Cozinha do comum
"O pensamento se faz na boca", apregoava Tristan Tzara no Manifesto Dadá, em 1916. A construção de simbolismo e relações, assim como o processo de digestão de crenças e representações coletivas acontecem, via de regra – sejam os eventos familiares, acadêmicos, políticos ou religiosos –, no compartilhamento de uma mesa. Num simpósio, banquete, ceia ou comunhão. A refeição é, portanto, um ritual social de compartilhamento, e nenhum espaço de cultura experimental é tão antigo quanto a cozinha.

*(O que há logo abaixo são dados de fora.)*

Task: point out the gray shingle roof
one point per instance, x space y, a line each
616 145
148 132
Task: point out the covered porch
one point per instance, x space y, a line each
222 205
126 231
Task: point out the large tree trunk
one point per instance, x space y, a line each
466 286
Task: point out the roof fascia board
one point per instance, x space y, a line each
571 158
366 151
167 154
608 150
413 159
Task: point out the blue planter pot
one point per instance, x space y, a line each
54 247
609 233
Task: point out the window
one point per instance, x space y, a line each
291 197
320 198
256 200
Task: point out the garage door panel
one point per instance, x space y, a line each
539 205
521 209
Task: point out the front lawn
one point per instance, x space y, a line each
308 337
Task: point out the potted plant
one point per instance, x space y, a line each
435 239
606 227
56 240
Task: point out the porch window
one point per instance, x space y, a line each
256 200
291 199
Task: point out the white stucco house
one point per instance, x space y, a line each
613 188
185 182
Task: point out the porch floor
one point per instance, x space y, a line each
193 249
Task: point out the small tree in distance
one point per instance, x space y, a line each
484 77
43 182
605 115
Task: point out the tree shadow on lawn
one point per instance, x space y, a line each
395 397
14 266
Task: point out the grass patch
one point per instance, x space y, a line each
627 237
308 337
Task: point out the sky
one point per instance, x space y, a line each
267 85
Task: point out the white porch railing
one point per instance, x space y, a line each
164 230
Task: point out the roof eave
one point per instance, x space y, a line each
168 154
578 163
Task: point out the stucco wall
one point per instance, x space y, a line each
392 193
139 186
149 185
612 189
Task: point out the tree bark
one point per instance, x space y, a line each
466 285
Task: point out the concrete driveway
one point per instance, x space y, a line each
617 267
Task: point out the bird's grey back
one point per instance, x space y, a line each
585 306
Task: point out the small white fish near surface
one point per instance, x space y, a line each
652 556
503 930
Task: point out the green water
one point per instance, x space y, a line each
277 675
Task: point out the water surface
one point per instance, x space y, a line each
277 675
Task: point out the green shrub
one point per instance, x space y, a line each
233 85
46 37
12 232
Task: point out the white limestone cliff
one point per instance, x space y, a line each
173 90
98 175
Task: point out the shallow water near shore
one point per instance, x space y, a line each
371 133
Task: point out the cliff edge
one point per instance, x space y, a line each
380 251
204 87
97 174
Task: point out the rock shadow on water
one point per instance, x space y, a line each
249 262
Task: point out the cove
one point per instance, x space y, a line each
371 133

"Máquina de alimentar, coração do lar, prisão doméstica, espaço de convivência, laboratório doméstico", é como define a cozinha o físico espanhol Antonio Lafuente, estudioso das relações entre tecnologia, patrimônio e bens comuns, no artigo “Na cozinha, convite à imaginação pós-capitalista”, publicado no blog OUTRASPALAVRAS, em 11 de agosto de 2020 (htps://outraspalavras.net). Esse lugar para fazer testes, inovar procedimentos e contrastar receitas pouco se importa com as leis do sabor ou as regras da cor, da textura e do aroma. Seus ingredientes principais são imateriais, e o que se busca ali, para além do elogio ao cozinheiro (hoje em dia dito, pedantemente, chef), são formas mais abertas de sociabilidade, atentas ao paladar dos convivas e aos recursos da vizinhança: uma grande conversa em torno de uma mesa. A cozinha é o espaço por excelência de vida em comum, ponto de encontro informal, esporádico e hospitaleiro, espaço de mudança ‒ de regras, receitas, tempos e tradições ‒ e de diluição ‒ de fronteiras de gênero, raça, idade e classe ‒, sempre amador: mesmo em época de uma nova religião gourmet ‒ a farsa neoliberal chamada gastronomia ‒, a cozinha pode se distanciar dessa indústria cultural regida pela moda, para se afirmar no desejo caseiro de uma vida compartilhada.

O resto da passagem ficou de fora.